The other day I got to briefly catch up with my third grade teacher. I had run into her husband at a workout class and he invited me to meet up with him and my teacher at a nearby restaurant. it’s funny how life works, how time ebbs and flows and reunites us with the people that helped pave our path. This particular teacher always thought I’d be a writer. Sometimes it helps to go back to the people who knew you before life happened, before you started conforming and losing sight of what makes you YOU. As a child I filled diaries, etched pages with my memories, with my thoughts and inner most feelings. I lived life through those pages, my fonts changing with my age, the feathered stroke of my pen turning to angry flicks in high school. I fell in love in those pages, grappled with my eating disorder, memorialized where I was during 9/11. I learned how to hold grudges, how to forgive, how to own up to mistakes. I mourned the loss of a classmate, the ink smudging with my tears. I shed all my secrets in my writing, I allowed myself to let loose the lies I’d accumulated to protect my ego. I allowed myself to breathe. But somewhere along the way I started second-guessing myself. Is there any worth in the way I arrange words? Will anyone want to listen to what I have to say? Will sharing my stories help someone or only expose my flaws? Am I a writer or just someone who writes?

All I know for sure is that I learn best about who I am through my writing. I am able to sort through my thoughts, to make sense of the noise in my head. When I write I feel connected to something greater than me, what some call a “higher power,” what some call “God.” To create is to heal, to create is to connect with Source, to create is to find purpose. Maybe my teacher thought I’d be a writer because she could sense that I found some sort of purpose through my writing. Maybe she believed in me before I could believe in myself.

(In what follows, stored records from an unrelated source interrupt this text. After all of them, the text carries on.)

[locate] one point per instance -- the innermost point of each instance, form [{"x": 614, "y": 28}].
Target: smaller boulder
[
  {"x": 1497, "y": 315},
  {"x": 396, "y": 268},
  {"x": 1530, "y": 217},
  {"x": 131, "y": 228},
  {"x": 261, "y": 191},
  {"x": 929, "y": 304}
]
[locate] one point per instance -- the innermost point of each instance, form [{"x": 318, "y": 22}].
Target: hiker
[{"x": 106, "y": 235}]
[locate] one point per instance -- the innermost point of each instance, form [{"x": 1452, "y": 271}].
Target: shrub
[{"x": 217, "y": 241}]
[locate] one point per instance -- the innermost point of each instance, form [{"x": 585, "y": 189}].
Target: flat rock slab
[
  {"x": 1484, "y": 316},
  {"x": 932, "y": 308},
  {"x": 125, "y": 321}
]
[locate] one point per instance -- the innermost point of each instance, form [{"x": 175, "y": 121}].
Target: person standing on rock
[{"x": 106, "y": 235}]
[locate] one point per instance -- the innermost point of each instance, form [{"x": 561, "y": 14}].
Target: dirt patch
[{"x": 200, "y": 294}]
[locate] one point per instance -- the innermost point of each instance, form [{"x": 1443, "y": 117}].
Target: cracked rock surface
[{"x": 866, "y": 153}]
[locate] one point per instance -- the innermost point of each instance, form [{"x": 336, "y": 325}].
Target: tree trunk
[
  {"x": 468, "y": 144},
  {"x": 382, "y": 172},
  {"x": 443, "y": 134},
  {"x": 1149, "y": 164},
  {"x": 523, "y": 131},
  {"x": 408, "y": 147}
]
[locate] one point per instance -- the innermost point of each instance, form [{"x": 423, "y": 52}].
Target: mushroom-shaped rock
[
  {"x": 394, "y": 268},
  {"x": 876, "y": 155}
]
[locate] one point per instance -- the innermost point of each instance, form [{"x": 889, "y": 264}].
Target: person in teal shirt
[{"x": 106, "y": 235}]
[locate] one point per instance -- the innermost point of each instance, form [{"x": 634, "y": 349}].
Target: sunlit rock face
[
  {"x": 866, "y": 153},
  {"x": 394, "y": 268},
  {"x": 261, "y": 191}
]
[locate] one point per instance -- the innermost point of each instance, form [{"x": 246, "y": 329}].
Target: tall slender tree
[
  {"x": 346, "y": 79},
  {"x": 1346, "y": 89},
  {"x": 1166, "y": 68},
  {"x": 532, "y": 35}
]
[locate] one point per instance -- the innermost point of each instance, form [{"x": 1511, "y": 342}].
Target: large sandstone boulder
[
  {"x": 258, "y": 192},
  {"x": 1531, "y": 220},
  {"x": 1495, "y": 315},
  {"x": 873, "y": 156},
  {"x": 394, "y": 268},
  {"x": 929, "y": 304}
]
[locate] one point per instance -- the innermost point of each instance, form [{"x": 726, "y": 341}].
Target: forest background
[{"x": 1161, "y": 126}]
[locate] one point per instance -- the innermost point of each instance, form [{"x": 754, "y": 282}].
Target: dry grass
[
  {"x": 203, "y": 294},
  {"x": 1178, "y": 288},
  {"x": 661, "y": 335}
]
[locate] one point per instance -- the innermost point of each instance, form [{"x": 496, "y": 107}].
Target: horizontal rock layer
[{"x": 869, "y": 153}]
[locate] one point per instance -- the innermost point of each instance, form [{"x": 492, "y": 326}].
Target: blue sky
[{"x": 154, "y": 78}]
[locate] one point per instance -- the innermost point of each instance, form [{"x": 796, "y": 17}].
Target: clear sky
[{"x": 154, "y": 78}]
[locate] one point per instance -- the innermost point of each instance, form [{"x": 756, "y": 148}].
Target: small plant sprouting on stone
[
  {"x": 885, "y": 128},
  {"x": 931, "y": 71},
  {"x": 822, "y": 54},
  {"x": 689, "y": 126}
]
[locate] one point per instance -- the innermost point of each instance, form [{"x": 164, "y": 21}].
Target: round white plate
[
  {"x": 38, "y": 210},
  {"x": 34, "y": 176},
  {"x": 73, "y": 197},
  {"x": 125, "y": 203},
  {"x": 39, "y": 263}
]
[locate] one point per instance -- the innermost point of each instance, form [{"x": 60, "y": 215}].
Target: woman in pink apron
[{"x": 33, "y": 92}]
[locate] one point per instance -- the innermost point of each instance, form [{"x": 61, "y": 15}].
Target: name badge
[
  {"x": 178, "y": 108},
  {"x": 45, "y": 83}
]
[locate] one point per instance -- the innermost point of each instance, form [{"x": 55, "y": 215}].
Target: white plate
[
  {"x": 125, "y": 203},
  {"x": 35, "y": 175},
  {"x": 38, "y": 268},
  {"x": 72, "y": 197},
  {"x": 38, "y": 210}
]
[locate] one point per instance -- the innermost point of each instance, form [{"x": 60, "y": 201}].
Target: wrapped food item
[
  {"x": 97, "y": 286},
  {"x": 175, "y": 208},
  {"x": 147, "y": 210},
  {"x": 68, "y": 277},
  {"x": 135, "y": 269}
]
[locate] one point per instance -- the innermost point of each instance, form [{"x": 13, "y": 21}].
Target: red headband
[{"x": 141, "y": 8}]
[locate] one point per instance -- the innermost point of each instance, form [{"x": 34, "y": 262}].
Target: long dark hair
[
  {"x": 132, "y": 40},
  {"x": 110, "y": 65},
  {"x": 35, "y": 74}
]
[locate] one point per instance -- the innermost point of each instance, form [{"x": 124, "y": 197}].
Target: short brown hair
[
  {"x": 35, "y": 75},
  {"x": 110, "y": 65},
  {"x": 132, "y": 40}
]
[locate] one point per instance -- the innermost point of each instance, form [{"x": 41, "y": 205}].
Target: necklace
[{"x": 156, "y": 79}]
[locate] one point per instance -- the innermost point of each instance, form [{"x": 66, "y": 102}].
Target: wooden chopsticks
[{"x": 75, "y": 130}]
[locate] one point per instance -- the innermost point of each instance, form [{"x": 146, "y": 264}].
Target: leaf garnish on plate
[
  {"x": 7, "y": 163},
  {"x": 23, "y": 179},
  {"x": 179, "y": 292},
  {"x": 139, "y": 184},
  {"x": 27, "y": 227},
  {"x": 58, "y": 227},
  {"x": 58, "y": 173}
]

Teachers come in different forms. In the heartaches of a broken relationship. In the loneliness of a fractured friendship. In the shared connection with a stranger. I am grateful for all the teachers in my life, for their ability to see me through a different lens, to point me on my path, to support me in my dreams. I am grateful for all life has to teach me. And I am grateful that I have my writing to help me learn and grow.

searching

I feel like I keep searching for something, but I don’t know what I’m searching for. It’s like the feeling of walking into a room and forgetting what I was going to get. I had a reason for going in there in the first place, but all of a sudden I can’t remember what I was looking for. That’s how I feel every day lately. I’m searching aimlessly. I’m craving direction, guidance, clarity. I’m coloring in the lines of the shapes that are handed down to me but I feel like there are other shapes I’m missing. I’m doing the motions but where am I going?

 

Over the years I have come to believe that the answer lies within. I know this intellectually. The problem I still face is that despite knowing this intellectually, I do not yet understand it emotionally. And I believe that is the key –being able to feel, to realize, to accept. There is no guidebook or black and white lettering to tell me the HOW, which is what I desperately crave. I keep wanting someone or something to lead me, to give me the bulleted steps, to hand me a manual and say this is how it is done. But it’s something I believe now is done with the heart, not the head. My head thinks it can figure anything out. It prides itself on analyzing thoughts and behaviors, grouping patterns together. My head believes that things can be solved as long as they can be seen, felt, heard. Sensed. My heart, on the other hand, this is where I falter. My heart relies on something beyond the senses. A discovery within that I have not yet learned, because I am so used to learning with my head. A process of feeling, allowing, accepting, surrendering, revisiting, unraveling, unpeeling. These are the steps I need to take, and the things I am searching for. This is the journey I am on.